## Implemented algorithms

BudgetedSVM provides highly optimized implementations of recently proposed algorithms for scalable training of Support Vector Machine
(SVM) classifiers. In particular, we provide highly-optimized implementions of Pegasos, Adaptive Multi-hyperplane Machines (AMM), Budgeted Stochastic Gradient Descent (BSGD), and Low-rank Linearization SVM (LLSVM), described in more details below. Combining the efficient implementation with high accuracy of these non-linear algorithms, BudgetedSVM learns models with accuracies comparable to LibSVM in time comparable to LibLinear, and allows solving highly non-linear problems with millions of high-dimensional examples within minutes on a regular personal computer. Overview of the algorithms implemented in the BudgetedSVM toolbox is given in Table 1.

Table 1. Overview of BudgetedSVM algorithms
Algorithm | Type of classifier | Multi-class? | Available kernels |

**Pegasos** | Linear | Multi-class | Linear |

**AMM** | Non-linear | Multi-class | Linear |

**LLSVM** | Non-linear | Binary | Any |

**BSGD** | Non-linear | Multi-class | Any for random removal; Gaussian when merging support vectors |

### Primal Estimated sub-GrAdient SOlver for SVM (Pegasos)

Pegasos is a state-of-the-art linear SVM solver, which uses Stochastic Gradient Descent to learn a large-scale, multi-class model. Each class is assigned a single hyperplane (weight), and Pegasos predicts based on the associated class of the weight that provides the largest prediction.

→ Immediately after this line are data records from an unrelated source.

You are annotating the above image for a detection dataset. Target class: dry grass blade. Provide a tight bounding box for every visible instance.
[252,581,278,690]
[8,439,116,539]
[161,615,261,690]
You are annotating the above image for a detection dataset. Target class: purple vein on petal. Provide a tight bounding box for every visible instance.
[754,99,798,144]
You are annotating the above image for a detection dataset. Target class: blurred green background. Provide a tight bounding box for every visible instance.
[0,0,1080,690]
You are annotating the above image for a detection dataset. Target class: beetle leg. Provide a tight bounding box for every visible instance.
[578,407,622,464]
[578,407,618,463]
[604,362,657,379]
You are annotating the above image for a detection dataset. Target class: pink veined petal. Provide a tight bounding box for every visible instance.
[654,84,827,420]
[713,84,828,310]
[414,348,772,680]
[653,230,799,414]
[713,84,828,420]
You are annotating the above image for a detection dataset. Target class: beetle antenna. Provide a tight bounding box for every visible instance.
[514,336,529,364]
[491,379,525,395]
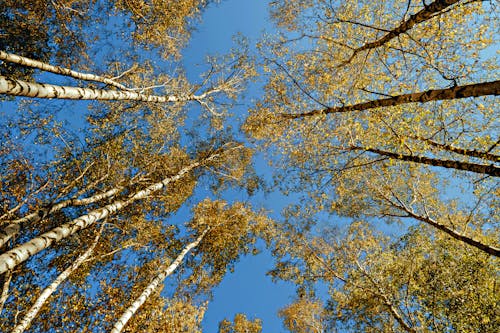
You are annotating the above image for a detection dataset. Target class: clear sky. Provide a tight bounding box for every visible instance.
[184,0,294,332]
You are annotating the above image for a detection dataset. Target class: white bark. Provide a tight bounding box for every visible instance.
[0,223,19,248]
[0,50,130,90]
[0,272,12,313]
[12,228,102,333]
[11,187,123,224]
[0,146,228,274]
[0,75,220,103]
[110,229,209,333]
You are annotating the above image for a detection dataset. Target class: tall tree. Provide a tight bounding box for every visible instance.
[272,221,498,332]
[245,0,500,257]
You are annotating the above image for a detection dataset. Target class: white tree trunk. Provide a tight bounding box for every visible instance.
[0,75,213,103]
[110,228,209,333]
[0,50,130,90]
[11,187,123,224]
[0,223,19,248]
[12,228,102,333]
[0,146,225,274]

For more details please see:

*Shalev-Shwartz, S., Singer, Y., Srebro, N., Cotter, A., Pegasos: Primal estimated sub-gradient solver for svm, Mathematical Programming, 127(1), 3-30., 2011 * [

pdf]

### Adaptive Multi-hyperplane Machines (AMM)

AMM model consists of a set of hyperplanes (weights), each assigned to one of the multiple classes, and predicts based on the associated class of the weight that provides the largest prediction. The number of weights is automatically determined through an iterative algorithm based on the stochastic gradient descent (SGD) algorithm which is guaranteed to converge to a local optimum. Since the generalization bound decreases with the number of weights, a weight pruning mechanism that periodically removes hyperplanes is proposed and analyzed. For more details please see:

*Wang, Z., Djuric, N., Crammer, K., Vucetic, S., Trading Representability for Scalability: Adaptive Multi-Hyperplane Machine for Nonlinear Classification, ACM SIGKDD Conference on Knowledge Discovery and Data Mining (KDD), 2011 * [

pdf]

### Low-rank Linearization SVM (LLSVM)

To scale up kernel SVM on limited resources, a low-rank linearization approach is proposed that transforms a non-linear SVM to a linear one via an approximate empirical kernel map computed from efficient low-rank approximation of kernel matrices. The algorithm inherits high efficiency of linear SVMs and rich repesentability of kernel classifiers. For more details please see:

*Zhang, K., Lan, L., Wang, Z., and Moerchen, F., Scaling up Kernel SVM on Limited Resources: A Low-rank Linearization Approach, International Conference on Artificial Intelligence and Statistics (AISTATS), 2012 * [pdf]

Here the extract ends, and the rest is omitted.